I slept in on Tuesday. I woke up just in time for my 9:30 class. I pulled on a pair of shorts, grabbed my keys, wallet, cell phone and backpack, and rushed out the door. “Ha!” I thought, halfway to the math and physics building, “I may just get there before we start.” (Classes never start on time in the South.) Then I realized I was still wearing my pajama shirt.
Aside from possibly becoming the first person in pajama shirt to attend an introductory physics lecture at my university, I’m not sure I learned anything from the ordeal–not even physics. In fact, I think I did the same thing in Calc I last year. I obviously learned nothing from that experience either. I had four alarms set on my cell phone this last time, turned them all off and rolled back into bed, “just for a minute.”
What I need is a surefire way to wake myself up in the morning while not reducing my quality of sleep or waking up my flatmates. These stipulations eliminate
- cold marbles. I’d need either a Rube Goldberg machine or a flat mate with a sadistic sense of humor although I may have the latter.
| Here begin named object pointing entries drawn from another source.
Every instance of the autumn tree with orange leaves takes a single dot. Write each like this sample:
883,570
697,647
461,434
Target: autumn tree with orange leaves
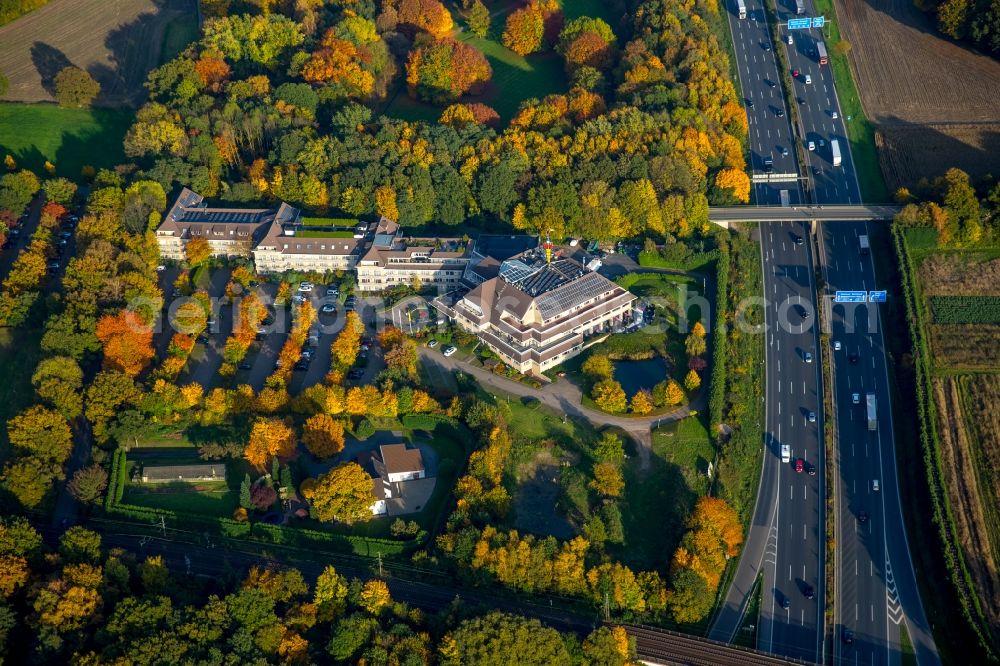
269,438
714,536
323,435
127,342
524,31
444,70
424,15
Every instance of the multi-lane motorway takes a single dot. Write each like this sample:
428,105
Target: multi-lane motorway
792,604
875,584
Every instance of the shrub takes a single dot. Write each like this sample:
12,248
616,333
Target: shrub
365,429
75,87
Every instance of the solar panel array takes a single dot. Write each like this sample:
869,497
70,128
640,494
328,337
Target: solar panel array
223,216
571,295
514,270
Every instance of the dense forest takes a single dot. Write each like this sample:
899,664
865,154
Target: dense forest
82,603
283,104
975,20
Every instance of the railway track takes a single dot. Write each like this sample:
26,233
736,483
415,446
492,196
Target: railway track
659,646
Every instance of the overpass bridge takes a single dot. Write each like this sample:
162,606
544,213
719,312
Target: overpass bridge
660,647
803,213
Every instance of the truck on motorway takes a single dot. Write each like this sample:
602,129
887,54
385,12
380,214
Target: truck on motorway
872,413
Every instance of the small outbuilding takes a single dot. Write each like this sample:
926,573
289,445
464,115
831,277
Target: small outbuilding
186,473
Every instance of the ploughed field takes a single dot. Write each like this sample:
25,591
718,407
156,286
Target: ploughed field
935,103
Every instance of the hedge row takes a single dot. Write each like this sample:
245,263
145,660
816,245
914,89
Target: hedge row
943,516
678,259
117,479
717,387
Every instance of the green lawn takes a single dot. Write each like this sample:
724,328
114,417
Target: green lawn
668,490
207,498
860,130
69,138
19,354
180,32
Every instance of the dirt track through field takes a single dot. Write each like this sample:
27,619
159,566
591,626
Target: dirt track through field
964,495
116,41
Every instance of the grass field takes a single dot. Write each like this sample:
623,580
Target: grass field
954,305
668,489
69,138
207,498
19,354
515,78
179,32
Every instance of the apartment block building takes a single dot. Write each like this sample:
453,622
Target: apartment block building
391,260
230,232
539,309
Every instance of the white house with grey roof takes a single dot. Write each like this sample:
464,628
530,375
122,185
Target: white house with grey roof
538,310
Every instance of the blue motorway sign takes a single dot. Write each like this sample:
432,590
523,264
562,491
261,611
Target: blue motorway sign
851,297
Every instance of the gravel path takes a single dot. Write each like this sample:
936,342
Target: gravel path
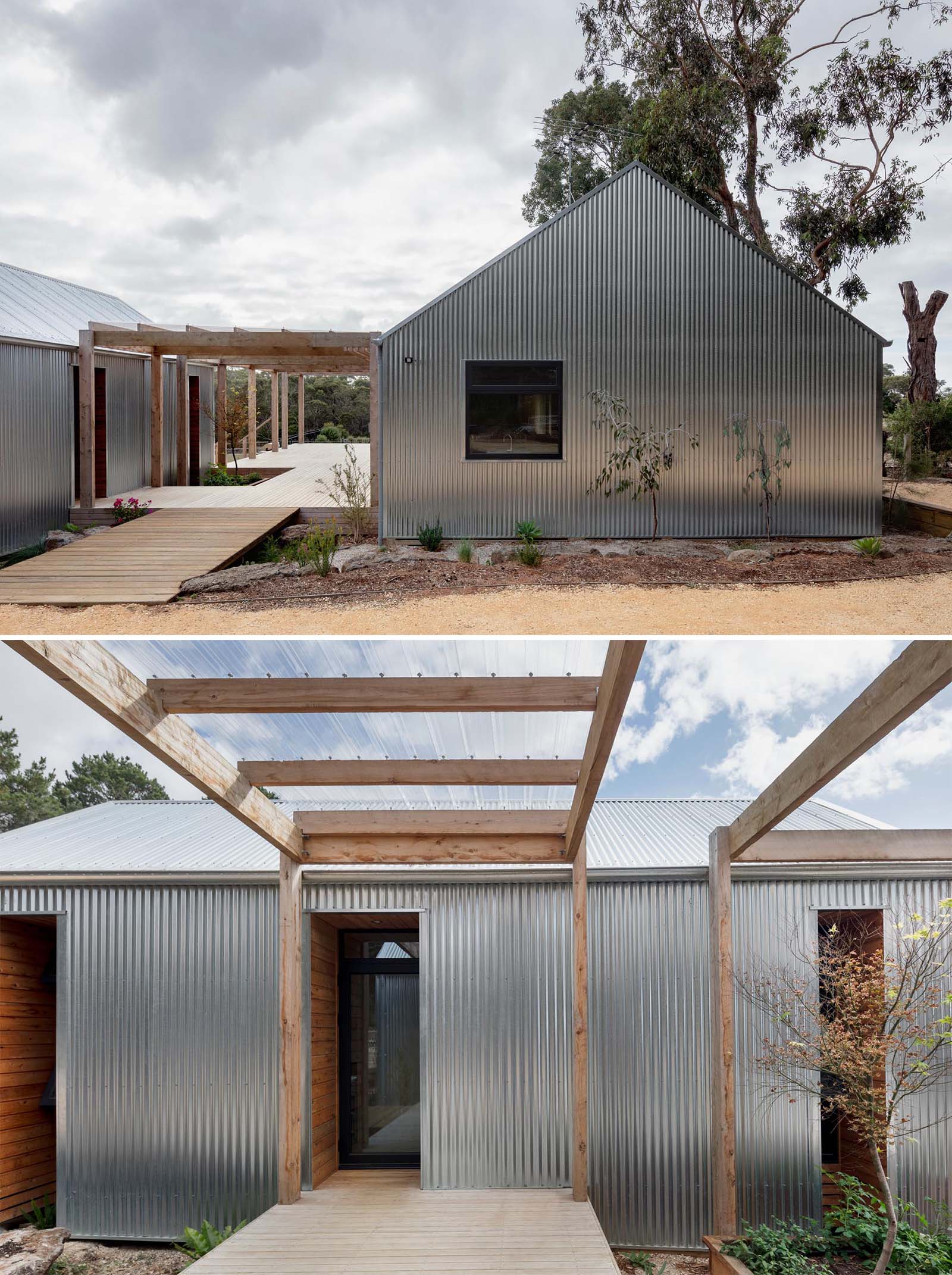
918,605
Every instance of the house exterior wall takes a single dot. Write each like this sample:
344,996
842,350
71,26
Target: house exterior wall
167,1047
37,434
645,296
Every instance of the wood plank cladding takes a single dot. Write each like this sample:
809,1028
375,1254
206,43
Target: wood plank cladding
27,1060
324,1049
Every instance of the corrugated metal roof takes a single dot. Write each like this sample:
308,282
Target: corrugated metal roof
201,837
39,308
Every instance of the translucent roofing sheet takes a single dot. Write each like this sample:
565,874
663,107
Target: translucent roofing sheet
201,837
347,736
39,308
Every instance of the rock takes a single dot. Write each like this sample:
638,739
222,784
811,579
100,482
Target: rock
31,1252
57,540
237,577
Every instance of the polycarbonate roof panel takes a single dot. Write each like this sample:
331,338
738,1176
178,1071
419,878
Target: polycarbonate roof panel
348,736
39,308
201,837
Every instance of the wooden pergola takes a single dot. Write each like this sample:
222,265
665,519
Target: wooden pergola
148,712
282,352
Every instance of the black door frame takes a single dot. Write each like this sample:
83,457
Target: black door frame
346,968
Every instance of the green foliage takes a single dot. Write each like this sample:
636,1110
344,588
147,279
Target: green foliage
870,546
26,796
220,476
104,777
638,457
41,1215
765,446
198,1242
431,536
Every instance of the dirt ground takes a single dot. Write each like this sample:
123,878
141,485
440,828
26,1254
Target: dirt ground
918,605
666,1264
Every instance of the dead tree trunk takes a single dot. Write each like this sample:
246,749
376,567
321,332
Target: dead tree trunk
923,384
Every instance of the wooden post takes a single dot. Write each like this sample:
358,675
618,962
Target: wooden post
274,412
87,421
253,414
290,1018
723,1154
580,1027
181,420
221,408
374,424
157,401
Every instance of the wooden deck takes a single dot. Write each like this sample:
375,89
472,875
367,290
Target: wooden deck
380,1223
143,561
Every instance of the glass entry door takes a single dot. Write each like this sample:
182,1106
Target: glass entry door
380,1049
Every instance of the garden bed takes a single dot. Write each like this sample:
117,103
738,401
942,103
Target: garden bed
402,571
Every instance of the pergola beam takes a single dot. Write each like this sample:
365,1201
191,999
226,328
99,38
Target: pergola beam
506,771
96,677
380,694
613,689
914,677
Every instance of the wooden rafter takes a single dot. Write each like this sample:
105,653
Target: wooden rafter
613,689
914,677
96,677
376,694
456,771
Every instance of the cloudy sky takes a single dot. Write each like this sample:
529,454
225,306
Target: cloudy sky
306,164
706,718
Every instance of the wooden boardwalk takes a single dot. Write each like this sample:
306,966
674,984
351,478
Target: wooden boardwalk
378,1222
143,561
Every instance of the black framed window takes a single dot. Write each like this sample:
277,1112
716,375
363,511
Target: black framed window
514,410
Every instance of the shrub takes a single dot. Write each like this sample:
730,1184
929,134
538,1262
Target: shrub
196,1243
431,536
128,510
870,546
220,476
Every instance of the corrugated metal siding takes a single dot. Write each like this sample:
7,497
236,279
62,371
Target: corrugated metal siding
36,443
641,295
167,1056
167,1048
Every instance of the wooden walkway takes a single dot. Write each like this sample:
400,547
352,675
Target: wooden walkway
378,1222
143,561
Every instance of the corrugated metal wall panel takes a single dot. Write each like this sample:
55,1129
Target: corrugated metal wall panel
36,443
168,1048
641,295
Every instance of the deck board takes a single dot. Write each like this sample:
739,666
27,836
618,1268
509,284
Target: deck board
380,1223
147,560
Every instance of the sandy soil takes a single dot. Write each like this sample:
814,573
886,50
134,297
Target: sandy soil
917,605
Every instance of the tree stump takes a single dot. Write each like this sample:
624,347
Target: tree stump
923,384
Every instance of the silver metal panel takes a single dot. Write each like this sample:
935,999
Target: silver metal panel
201,837
168,1045
39,308
643,295
36,443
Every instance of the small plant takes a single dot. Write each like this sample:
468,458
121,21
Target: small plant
768,449
349,490
41,1215
431,536
128,510
198,1242
869,546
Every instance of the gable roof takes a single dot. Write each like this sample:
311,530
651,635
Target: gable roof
178,837
41,309
636,165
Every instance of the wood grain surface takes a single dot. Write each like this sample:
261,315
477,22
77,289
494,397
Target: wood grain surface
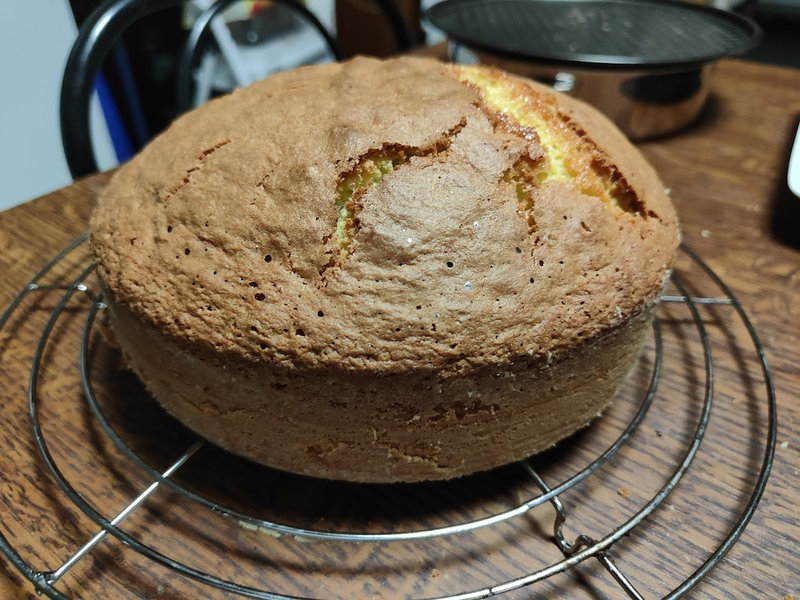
727,178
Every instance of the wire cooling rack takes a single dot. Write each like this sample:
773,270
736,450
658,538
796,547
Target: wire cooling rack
193,521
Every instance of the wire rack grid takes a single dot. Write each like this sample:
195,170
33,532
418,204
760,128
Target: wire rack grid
474,519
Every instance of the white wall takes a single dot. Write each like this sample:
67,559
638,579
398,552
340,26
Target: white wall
35,39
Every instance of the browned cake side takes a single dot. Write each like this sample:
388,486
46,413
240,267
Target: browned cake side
385,270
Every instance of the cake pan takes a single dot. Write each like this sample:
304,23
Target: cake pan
647,65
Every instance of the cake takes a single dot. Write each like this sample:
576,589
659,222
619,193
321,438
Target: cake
385,270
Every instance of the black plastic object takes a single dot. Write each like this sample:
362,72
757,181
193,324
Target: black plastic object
601,33
100,32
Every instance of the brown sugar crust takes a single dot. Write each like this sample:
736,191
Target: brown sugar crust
367,271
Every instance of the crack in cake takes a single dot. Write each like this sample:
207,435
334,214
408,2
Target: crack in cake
385,271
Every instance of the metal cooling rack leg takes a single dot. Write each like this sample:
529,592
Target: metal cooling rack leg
581,541
54,576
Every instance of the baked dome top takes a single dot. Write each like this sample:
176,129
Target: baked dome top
386,215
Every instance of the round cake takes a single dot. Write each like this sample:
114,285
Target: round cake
384,271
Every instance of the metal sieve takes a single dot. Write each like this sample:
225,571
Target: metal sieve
646,64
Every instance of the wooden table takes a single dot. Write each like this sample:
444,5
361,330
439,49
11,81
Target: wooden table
727,176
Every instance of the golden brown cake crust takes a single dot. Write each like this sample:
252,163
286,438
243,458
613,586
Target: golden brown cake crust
222,235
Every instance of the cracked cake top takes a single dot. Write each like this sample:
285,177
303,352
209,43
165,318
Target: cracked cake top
385,215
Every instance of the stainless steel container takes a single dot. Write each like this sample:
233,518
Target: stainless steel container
647,65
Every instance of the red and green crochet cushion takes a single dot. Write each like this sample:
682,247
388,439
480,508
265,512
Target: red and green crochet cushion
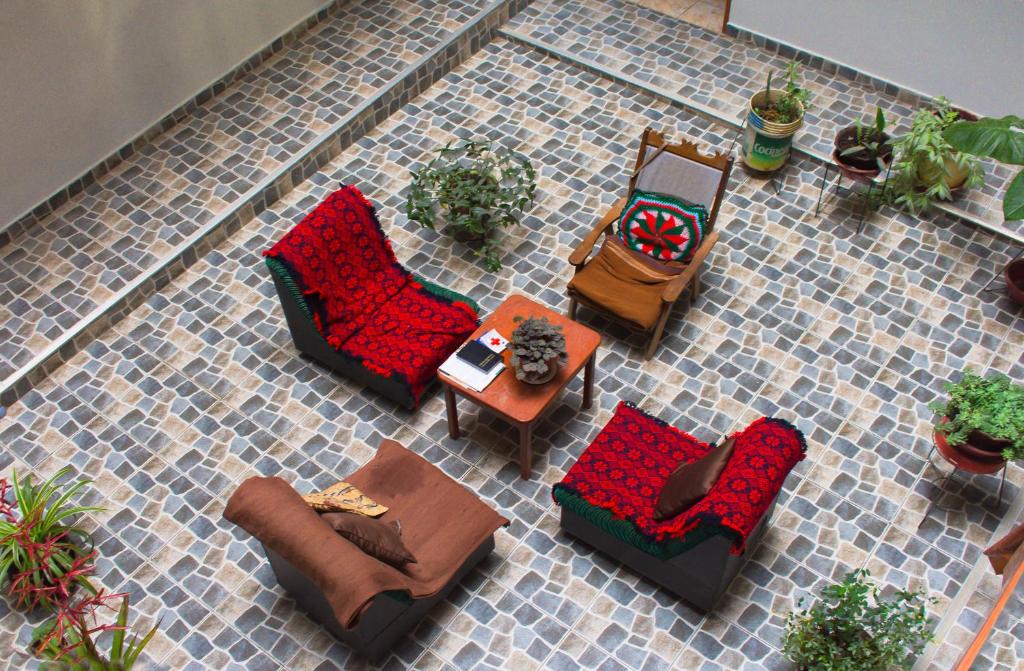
616,480
363,301
662,226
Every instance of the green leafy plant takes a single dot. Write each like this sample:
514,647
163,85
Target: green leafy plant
854,628
792,101
870,143
68,644
536,344
475,189
925,160
993,406
39,559
1001,139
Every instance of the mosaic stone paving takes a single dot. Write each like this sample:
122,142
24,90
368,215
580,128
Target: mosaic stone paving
75,260
847,336
721,73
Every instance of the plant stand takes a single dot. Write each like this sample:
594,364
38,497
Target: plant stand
865,196
965,463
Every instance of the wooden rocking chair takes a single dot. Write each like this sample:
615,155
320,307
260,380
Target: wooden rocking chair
628,285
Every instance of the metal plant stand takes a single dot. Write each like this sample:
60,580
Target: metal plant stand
872,184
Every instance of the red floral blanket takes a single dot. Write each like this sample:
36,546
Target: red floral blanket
626,466
365,303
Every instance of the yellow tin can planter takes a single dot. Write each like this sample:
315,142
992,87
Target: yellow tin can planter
766,143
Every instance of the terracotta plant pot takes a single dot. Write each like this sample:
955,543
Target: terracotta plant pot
979,446
1015,280
857,167
534,378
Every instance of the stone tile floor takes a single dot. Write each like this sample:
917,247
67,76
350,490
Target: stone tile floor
719,72
848,336
130,219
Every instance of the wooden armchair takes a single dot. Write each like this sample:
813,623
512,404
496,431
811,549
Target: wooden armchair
627,285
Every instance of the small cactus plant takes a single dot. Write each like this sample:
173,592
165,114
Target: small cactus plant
537,345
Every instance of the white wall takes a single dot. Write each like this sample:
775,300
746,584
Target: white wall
81,78
972,51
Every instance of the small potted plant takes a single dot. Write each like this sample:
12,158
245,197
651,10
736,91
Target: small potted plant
474,189
854,628
863,151
982,418
43,558
538,347
68,640
1001,139
773,118
927,167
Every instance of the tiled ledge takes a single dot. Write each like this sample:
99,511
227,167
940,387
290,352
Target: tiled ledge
801,144
713,75
10,231
360,120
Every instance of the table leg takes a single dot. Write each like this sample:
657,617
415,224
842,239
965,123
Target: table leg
450,402
588,381
525,454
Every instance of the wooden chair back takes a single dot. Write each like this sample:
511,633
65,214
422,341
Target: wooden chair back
681,170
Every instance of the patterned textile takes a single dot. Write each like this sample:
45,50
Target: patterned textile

- open blinds and sunlight. I have a street-light outside my window. I can’t sleep without blinds and curtains combined.
- outrageously loud alarm clocks. I’m not sure flat mate number two shares flatmate number one’s glee in finding innovative ways to wake me up.
My physics lab takes place at one in the afternoon. The department head, who leads it, offered to help engineer a Rube Goldberg machine for anyone who had trouble waking up by that hour. He also suggested a range of clocks worthy of a sadistic mastermind, including a vibrating clock, a roomba-like clock, and a clock that launches the pin that shuts it up across the room. Alas, I cannot justify paying the price for these machines. Nor am I sure that the clocks fulfill my need. The projectile clock does not seem to have a volume control but, I’m fairly certain I could pacify it with the pointy end of a pen. Nonetheless, I’m pretty sure the DH is a sadistic mastermind. He has a good evil laugh.
Now, the ultimate way of waking up on time would be to go to bed by midnight. But we all know that’s not always going to happen. As I work on improving my sleep schedule, I’ve posted a red sign above my bed, commanding
I can’t read in my sleep, but the problem has always been staying up.
I turned off my alarm again this morning and went back to bed, heedless of the scarlet letters filling my weary eyes…But I woke with my second alarm.